Pan Australian said offers are being assessed to lease finance the $US31 million ($A40.6 million) consideration for the fleet and ancillary equipment. The company said the first equipment is scheduled to be delivered and commissioned onsite by December.
Meanwhile, GSJBW said the lack of news flow post the capital raising for the Phu Kham project had been the primary reason for the disappointing share price performance.
“Pan Australian is producing gold from Phu Bia and is now well funded (including contingency and in addition a capital cost over-run and working capital facility) to develop the Phu Kham project,” GSJBW said.

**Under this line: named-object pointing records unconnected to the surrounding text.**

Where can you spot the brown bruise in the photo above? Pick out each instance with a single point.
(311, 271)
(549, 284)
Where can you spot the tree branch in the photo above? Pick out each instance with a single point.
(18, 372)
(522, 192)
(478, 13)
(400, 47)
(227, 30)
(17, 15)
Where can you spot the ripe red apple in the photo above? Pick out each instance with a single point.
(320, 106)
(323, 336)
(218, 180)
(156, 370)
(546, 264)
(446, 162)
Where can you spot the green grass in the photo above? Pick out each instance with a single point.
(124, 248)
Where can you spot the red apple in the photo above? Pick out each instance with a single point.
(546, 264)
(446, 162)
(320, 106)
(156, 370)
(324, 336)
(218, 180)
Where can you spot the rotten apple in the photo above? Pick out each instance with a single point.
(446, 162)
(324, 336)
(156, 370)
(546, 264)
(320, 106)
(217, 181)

“We thus believe that over the next six to 18 months there is likely to be a significant re-rating of Pan Australian as the market looks to the earnings growth in FY08 – or a corporate may recognise this value.”
On Phu Kham, GSJBW said it was very competitively placed in terms of capital intensity and below the 50th percentile position in the estimated 2009 global C1 cash operating costs.
The $232 million Phu Kham project is expected to produce about 52,000 tonnes of copper, 47,000oz of gold and 400,000oz of silver annually when it comes online in 2008.
Pan Australian expects to produce about 30,000oz from its Phu Bia operation in Laos this year, and its shares gained 1c (3.7%) during morning trade to 28c, capitalising the company at $A392 million.
GSJBW, which has a Buy recommendation on Pan Australian, has put a valuation of 46c and an upside of 55c on the company.